MIB definitions specify which attributes are explicitly read-only. Using a graphical tool to find out which attributes can be modified will ease the automatic device configuration over the SNMP protocol.

Using graphical tools

Using SNMP and the MIB tree is not a simple task. Many people, not very familiar with command-line tools and the large amounts of information returned, may feel a bit overwhelmed by it. This is where graphical tools come in handy. There are lots of freely available tools that can visualize SNMP; however, we will discuss only a few of them here.

The first tool is called mbrowse (http://www.kill-9.org/mbrowse/). It is a graphical tool used to browse the MIB tree, query attributes, and run a complete or partial walk through the MIB tree. This tool uses the SNMPv1 and the SNMPv2c protocols. It uses the Net-SNMP libraries and shares the same MIB definitions.

The following screenshot shows the tool with a result from a walk and an expanded TCP tree:

Using graphical tools

Another interesting tool is Tcl/tK based Interactive Network EDitor (TkIned) from the Scotty package (https://trac.eecs.iu-bremen.de/projects/scotty/). This is a graphical tool that uses Tk for the graphical interface and Scotty for the SNMP protocol. It allows the browsing of the MIB tree, the monitoring of hosts over SNMP, and the visualization of your network by clicking on the layout.

This tool also has another very interesting feature. Based on one or more IP network addresses, it can automatically detect your networks and try to find hosts that respond to SNMP requests. It uses the default public/private community pair and communicates over the SNMPv1 and SNMPv2c protocols. This allows the detection of various operating systems and devices that are configured to respond to these communities, which are still default in many cases.

The tool can be configured to monitor various parameters such as disk usage or system load over the SNMP protocol. The results are graphed and updated in real time. This can serve as a backup system to verify up-to-date values for various attributes. Once the SNMP or ICMP checks are set up, they are done periodically until removed from the map.

The following screenshot shows the tool after an IP-discover option has been run, where the tool has been configured to monitor the disk and memory usage of a Windows machine:

Using graphical tools

The layout of the machines on the chart can be freely edited. There is also a wide set of icons that can be associated with particular hosts.

Setting up an SNMP agent

The previous section talked about how to communicate with SNMP agents. If you have a network device such as a router or a WiFi, WiMax, or DSL gateway, it is highly probable that it will also come with a built-in SNMP agent.

The next step is to set up the SNMP agent on one or more computers so that we can use SNMP to monitor servers or workstations. In this way, a majority of the networked equipment will allow monitoring from a single machine using the SNMP protocol.

Let's start with various UNIX boxes. The SNMP agent is a part of Net-SNMP, and several distributions usually come with command-line tools, libraries, and the SNMP agent as optional packages.
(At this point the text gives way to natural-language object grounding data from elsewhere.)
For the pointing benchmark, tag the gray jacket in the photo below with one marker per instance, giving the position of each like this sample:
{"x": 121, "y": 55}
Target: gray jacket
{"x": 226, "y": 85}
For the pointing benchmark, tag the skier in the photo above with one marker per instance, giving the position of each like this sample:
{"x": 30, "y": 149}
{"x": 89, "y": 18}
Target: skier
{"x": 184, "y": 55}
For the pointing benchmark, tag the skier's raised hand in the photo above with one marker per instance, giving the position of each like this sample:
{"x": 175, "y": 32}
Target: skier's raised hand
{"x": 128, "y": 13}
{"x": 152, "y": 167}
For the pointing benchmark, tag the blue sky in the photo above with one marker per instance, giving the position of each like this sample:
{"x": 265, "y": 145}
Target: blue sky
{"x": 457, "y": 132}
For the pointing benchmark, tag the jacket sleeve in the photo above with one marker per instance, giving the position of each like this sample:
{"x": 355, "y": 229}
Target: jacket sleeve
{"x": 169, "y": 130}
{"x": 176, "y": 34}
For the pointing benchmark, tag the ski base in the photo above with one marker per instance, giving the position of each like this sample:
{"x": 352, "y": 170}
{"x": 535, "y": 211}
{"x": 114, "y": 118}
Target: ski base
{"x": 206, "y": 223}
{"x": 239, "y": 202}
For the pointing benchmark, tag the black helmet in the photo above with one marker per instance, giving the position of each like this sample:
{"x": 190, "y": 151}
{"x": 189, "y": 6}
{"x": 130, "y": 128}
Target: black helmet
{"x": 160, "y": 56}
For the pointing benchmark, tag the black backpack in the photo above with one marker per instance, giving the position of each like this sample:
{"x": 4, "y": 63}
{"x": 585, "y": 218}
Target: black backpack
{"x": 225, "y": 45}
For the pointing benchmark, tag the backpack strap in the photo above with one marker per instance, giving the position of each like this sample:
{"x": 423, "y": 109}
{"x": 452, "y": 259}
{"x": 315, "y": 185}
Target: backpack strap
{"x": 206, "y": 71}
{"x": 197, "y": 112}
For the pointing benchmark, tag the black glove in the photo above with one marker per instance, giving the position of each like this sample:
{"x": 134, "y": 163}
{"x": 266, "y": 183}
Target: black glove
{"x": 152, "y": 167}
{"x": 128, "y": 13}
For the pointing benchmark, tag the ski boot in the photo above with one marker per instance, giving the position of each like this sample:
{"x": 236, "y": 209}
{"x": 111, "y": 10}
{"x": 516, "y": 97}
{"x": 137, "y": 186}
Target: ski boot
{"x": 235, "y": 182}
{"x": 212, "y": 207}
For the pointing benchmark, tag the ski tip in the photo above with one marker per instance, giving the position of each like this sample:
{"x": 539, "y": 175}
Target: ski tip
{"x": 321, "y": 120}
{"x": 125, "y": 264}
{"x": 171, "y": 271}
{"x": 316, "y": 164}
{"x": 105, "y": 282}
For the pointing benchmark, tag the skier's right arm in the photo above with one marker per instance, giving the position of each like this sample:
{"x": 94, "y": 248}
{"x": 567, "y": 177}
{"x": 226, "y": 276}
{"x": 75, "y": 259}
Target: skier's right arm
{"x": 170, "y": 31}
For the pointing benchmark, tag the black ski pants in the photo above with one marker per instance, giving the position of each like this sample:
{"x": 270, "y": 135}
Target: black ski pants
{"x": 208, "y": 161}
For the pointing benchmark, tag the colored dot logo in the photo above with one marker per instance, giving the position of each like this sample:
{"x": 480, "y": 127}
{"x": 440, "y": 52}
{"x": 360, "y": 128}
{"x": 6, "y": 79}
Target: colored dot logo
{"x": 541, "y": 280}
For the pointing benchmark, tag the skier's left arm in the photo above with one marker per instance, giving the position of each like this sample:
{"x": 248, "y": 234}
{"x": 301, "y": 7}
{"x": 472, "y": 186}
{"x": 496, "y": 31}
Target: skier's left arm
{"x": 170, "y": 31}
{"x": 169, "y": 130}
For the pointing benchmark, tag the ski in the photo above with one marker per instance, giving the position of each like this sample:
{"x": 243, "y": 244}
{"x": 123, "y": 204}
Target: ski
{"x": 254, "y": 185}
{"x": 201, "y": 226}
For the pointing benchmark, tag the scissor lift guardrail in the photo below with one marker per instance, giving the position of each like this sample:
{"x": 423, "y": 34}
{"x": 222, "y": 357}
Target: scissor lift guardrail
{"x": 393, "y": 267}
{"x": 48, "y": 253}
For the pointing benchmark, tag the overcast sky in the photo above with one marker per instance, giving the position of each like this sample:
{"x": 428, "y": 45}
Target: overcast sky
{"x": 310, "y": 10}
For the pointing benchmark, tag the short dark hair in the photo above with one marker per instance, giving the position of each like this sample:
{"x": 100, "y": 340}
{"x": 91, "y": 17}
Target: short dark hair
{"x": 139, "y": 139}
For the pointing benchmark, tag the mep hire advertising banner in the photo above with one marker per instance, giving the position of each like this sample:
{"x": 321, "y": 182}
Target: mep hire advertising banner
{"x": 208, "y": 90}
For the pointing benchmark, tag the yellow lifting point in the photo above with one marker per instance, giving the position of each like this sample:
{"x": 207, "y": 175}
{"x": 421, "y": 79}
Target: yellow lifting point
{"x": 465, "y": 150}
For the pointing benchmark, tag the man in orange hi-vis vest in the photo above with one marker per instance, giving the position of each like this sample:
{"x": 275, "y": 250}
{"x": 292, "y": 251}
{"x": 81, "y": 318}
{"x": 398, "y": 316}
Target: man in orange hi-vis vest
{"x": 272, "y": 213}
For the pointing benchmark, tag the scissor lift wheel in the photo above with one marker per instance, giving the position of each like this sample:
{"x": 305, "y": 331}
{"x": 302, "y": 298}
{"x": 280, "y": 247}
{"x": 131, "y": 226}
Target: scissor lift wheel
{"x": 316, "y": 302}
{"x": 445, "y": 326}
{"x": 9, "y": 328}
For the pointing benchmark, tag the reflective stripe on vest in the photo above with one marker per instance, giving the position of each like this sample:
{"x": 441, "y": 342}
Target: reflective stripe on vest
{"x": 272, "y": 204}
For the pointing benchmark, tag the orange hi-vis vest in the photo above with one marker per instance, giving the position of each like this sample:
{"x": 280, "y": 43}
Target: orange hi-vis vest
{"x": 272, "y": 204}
In our case, we will install the SNMP agent on Ubuntu Linux by running the following command:

apt-get install snmpd

This will cause the SNMP daemon, which is a part of Net-SNMP, to be installed. By default, the Ubuntu Linux SNMP agent only accepts connections on 127.0.0.1; this is for security reasons. In many cases, an SNMP agent is used mainly by tools such as MRTG to gather usage statistics.

To change this, we will need to either specify the IP address that the SNMP agent should listen on in the SNMPDOPTS variable of the /etc/default/snmpd file, or remove it completely—it should be the last argument in the SNMPDOPTS variable.

If the SNMP agent should listen on all available IP addresses, then the line should look similar to the following example:

SNMPDOPTS='-Lsd -Lf /dev/null -u snmp -I -smux -p /var/run/snmpd.pid'

The preceding options are standard snmpd options and may differ depending on the Linux distribution and version.

Changing this option requires restarting the SNMP agent by invoking the /etc/init.d/snmpd restart command.

After a successful installation, the SNMP agent should be up and running, and making a walk over the entire tree should produce some output.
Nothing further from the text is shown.